"Dziennik Gazeta Prawna": Bat na pacjentów awanturników
Personel medyczny coraz częściej spotyka się z agresją ze strony chorych. Ale medycy rodzinni kontratakują i mogą awanturników skreślać z listy pacjentów - informuje "Dziennik Gazeta Prawna".
Samorząd lekarski od 5 lat monitoruje sprawę i zanotował w tym czasie 159 zgłoszeń od pokrzywdzonych lekarzy. Wśród nich tak drastyczne, jak złamanie szczęki i nosa za pomyłkę przy wypisywaniu recepty.
Jednak medycy, choć są już uodpornieni na przemoc i wyzwiska, nie zamierzają się z tym godzić. Lekarz rodzinny z woj. warmińsko-mazurskiego postanowił ukarać mężczyznę, który obrażał personel, wykreśleniem z listy pacjentów.
Medyk zapytał o to oddział NFZ w Olsztynie i jak wynika z odpowiedzi wojewódzkiego urzędu, przepisy dopuszczają taką możliwość.

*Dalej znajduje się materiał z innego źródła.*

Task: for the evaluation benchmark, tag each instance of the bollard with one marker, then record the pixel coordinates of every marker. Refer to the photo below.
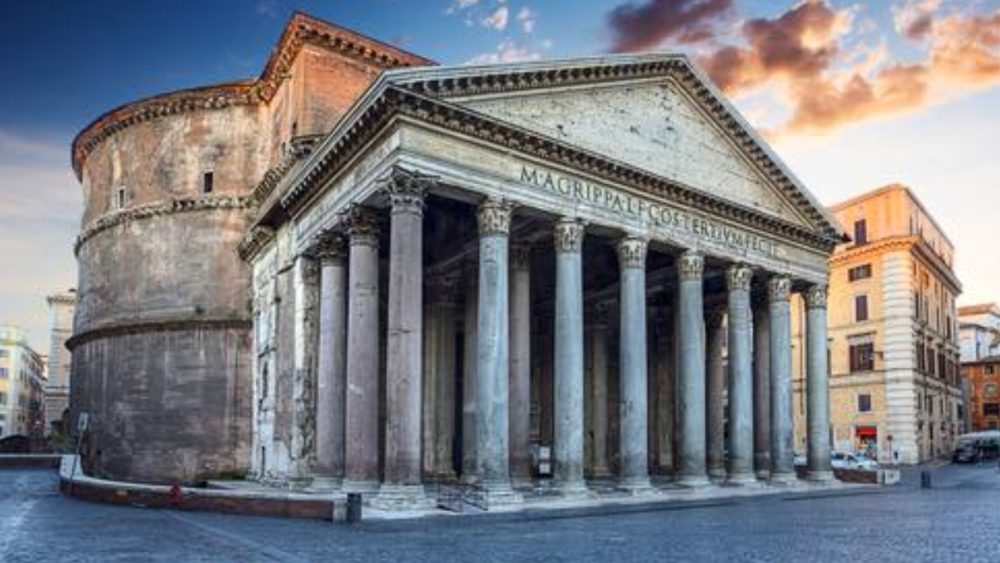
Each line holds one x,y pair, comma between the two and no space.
353,507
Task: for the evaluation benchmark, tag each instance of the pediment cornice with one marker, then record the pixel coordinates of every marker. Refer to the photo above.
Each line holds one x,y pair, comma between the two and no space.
396,101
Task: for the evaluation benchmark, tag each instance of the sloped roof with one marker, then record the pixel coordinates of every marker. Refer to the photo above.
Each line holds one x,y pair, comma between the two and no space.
438,90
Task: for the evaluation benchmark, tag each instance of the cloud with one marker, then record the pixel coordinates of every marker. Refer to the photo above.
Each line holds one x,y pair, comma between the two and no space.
526,17
498,19
645,26
915,18
813,60
508,51
40,209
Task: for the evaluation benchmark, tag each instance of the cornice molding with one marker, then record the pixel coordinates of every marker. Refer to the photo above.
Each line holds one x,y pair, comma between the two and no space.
395,101
122,329
301,30
677,67
156,209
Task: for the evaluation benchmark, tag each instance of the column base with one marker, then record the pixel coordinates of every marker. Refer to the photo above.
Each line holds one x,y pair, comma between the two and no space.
783,479
499,493
824,476
572,489
741,479
635,485
325,485
359,486
693,481
401,497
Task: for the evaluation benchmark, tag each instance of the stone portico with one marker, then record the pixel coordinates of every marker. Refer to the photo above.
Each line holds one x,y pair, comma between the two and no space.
594,256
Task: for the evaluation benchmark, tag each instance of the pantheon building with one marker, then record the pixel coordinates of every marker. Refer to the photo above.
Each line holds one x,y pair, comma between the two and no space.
362,271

Lekarz może odstąpić od leczenia z ważnych przyczyn, o ile nie zachodzi obawa, że zwłoka w udzielaniu świadczenia mogłaby spowodować niebezpieczeństwo utraty życia, ciężkiego uszkodzenia ciała lub ciężkiego rozstroju zdrowia.
Medyk musi też o decyzji dostatecznie wcześnie uprzedzić pacjenta i wskazać mu możliwość pomocy w innym miejscu. A także uzasadnić decyzję w dokumentacji i zgłosić wykreślenie chorego do NFZ.